Kyungsoo diğerinin çocuksu mızmızlanmalarına kıkırdadı ve Jongin'i ayılmaya zorlamak için yanaklarını çimdikledi. "Çünkü onlara her şeyi açıklamamız gerektiğini söylediler, hatırladın mı?"

"Ama daha birbirimizle konuşmayı bile bitirmedik ki." Jongin boğuk bir sesle tekrar karşı çıktı (Kyungsoo hâlâ yanaklarını mıncırıyordu). Arkadaşlarına her şeyi açıklamak ve böylece ciddi anlamda sevgilisine daha da yakınlaşmak konusundaki haklarını savunmak ve sınırlamak istediği doğruydu ama gayet iyi farkındaydı ki ikisi aralarındaki meseleleri henüz tamamen çözmemişlerdi. "Daha biz kendimiz konuşmamışken onlara neyi açıklayacağız--"

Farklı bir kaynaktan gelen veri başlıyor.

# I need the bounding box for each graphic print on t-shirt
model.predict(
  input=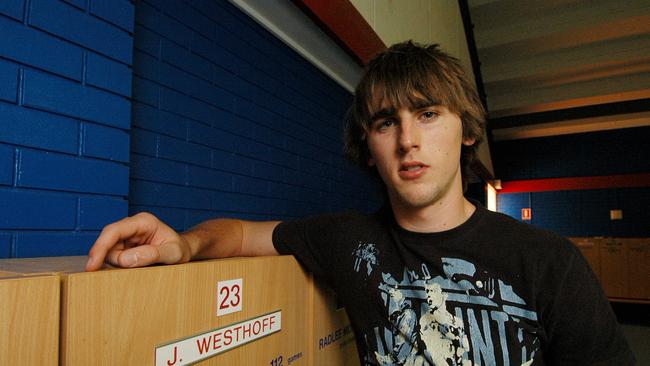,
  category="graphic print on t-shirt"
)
[362,258,539,366]
[352,242,379,276]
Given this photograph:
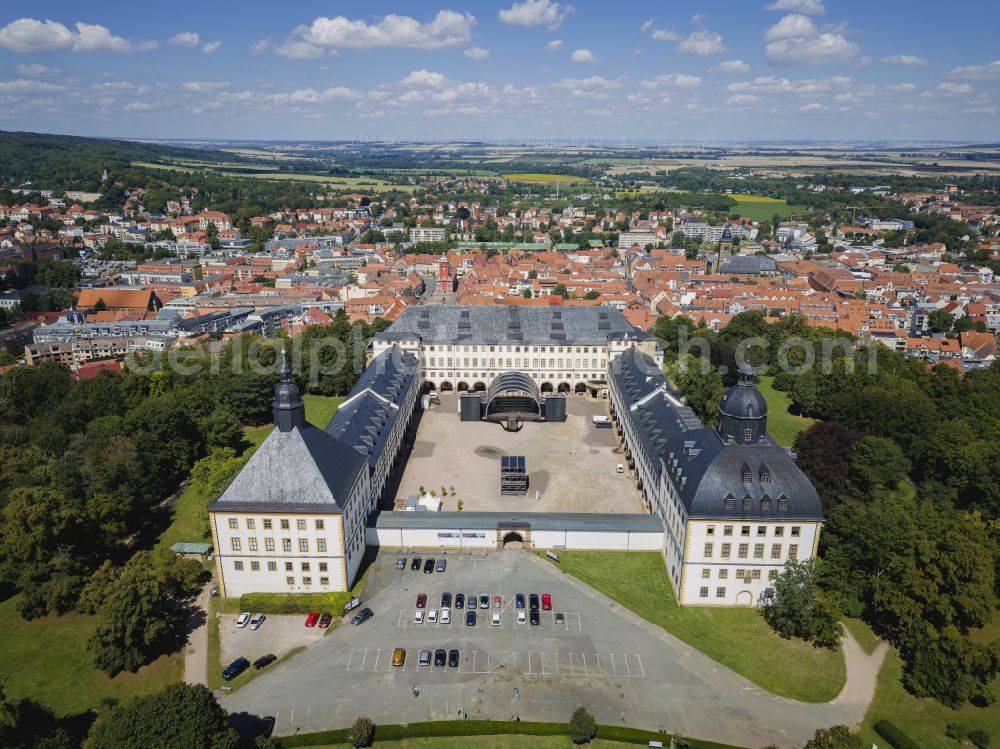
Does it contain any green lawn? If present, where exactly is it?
[539,551,847,702]
[0,596,184,715]
[861,612,1000,749]
[757,377,816,447]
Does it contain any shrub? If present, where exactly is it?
[347,715,375,749]
[569,707,597,744]
[874,720,920,749]
[969,728,990,749]
[240,593,352,616]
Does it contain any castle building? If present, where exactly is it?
[609,349,823,605]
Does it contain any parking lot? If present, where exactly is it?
[222,551,853,746]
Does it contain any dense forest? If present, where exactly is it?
[653,312,1000,707]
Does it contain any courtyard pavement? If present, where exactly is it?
[222,551,881,747]
[396,393,643,513]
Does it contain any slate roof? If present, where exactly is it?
[376,304,651,346]
[611,348,823,521]
[325,346,419,468]
[208,423,365,513]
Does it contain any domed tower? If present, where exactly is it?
[717,363,767,445]
[271,349,306,432]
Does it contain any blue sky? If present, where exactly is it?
[0,0,1000,143]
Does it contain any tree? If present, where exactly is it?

"Ama ben artık her şeyi anlamamız için konuşmamız gerektiğini düşünmüyorum zaten, Jongin." Kısa olan ellerini sevgilisinin yanaklarından indirmeden önce söyledi. Devam etmeden önce diğerine baş döndürücü bir tebessüm etti. "Yani... Seni seviyorum, sen de beni seviyorsun, işte bu kadar. Aramızdaki şeyleri açıklamaya gerek yok. Birbirimize âşık olduğumuzu bilmemiz yeterli, değil mi?"

Jongin gözlerini şak diye açtı ve şaşkın bir ifadeyle diğerine baktı. Kyungsoo'dan gelen bu ani sıradan sözlerle bir miktar şok olmuş ve afallamıştı, bir ihtimal hâlâ rüya falan mı görüyorum acaba diye düşünüyordu. Ancak gerçekten rüya görmediğine ve her şeyin gerçek olduğuna ikna olmak için kollarını onun dar ve kırılgan bedenine dolamak amacıyla Kyungsoo'nun omuzlarını kavradı. "Ayy Kyungie?! Niye bu kadar tatlı olmak zorundasın?!"

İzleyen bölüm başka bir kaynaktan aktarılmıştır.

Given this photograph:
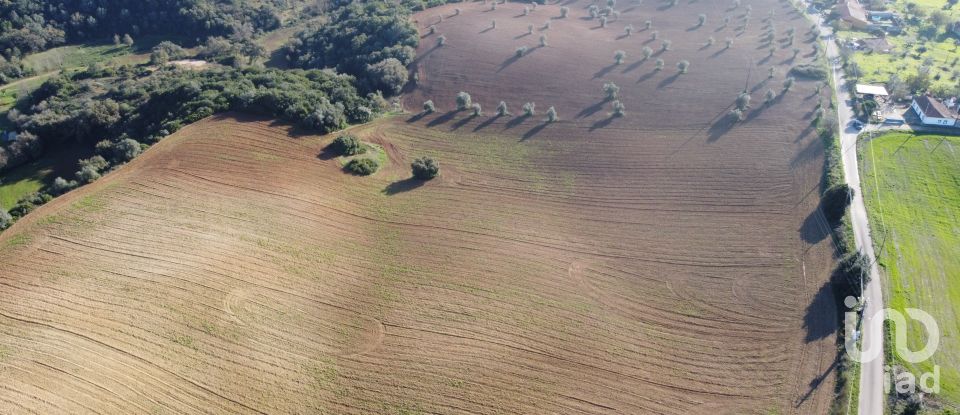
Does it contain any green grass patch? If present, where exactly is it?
[859,133,960,408]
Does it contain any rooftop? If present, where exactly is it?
[913,95,957,119]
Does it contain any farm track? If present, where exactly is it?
[0,0,834,414]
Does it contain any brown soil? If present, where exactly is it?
[0,0,835,414]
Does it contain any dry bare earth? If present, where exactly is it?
[0,1,835,414]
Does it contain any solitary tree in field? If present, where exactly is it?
[610,100,625,117]
[410,158,442,180]
[547,107,560,122]
[523,102,537,117]
[783,76,796,92]
[727,108,743,122]
[497,101,510,117]
[737,92,750,111]
[603,82,620,99]
[457,91,472,111]
[763,89,777,105]
[640,46,653,60]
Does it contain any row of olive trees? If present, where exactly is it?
[423,95,560,122]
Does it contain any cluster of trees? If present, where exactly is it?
[286,2,419,95]
[0,0,291,67]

"Tatlı falan değilim!" Kyungsoo utançtan yanan yanaklarıyla karşı çıkmaya çalıştı. Az önce söylediklerine bakılırsa kendisini birazcık özgür ve açık hissetmişti anlaşılan. "B-Ben sadece..."

"Evet evet ne kastettiğini biliyorum." Jongin ona hâlâ sıkıca sarılırken sözünü kesti. "Sadece karşılık olarak bana sarıl da bugün evde kalarak tüm gün sana sarılıp yatmak yerine dışarı çıkmayı kabul edeyim."

Kyungsoo buna samimiyetle güldü ve sevgilisinin ricasını yerine getirdi. Kollarını Jongin'in bedenine doladı ve başını omzuna yasladı. "Yine de hâlâ sana daha sonra soracaklarım var, Jongin."

"Olur." Bronz tenli oğlan kıkırdayarak cevapladı. "İstediğin kadar soru sorabilirsin."

"Tamamdır." Kyungsoo yüzüne yapışan tebessümüyle cevapladı, hiçbir baskı, şüphe yahut korku hissetmeden sevdiği çocukla nihayet birlikte olabildiği için mutlu ve heyecanlı hissediyordu. "Seni seviyorum, Jongin."

Bununla beraber Jongin'in Kyungsoo'ya doladığı kolları sıkılaşmıştı. "Ben de seni seviyorum, Kyungie." Gülümseyerek cevapladı.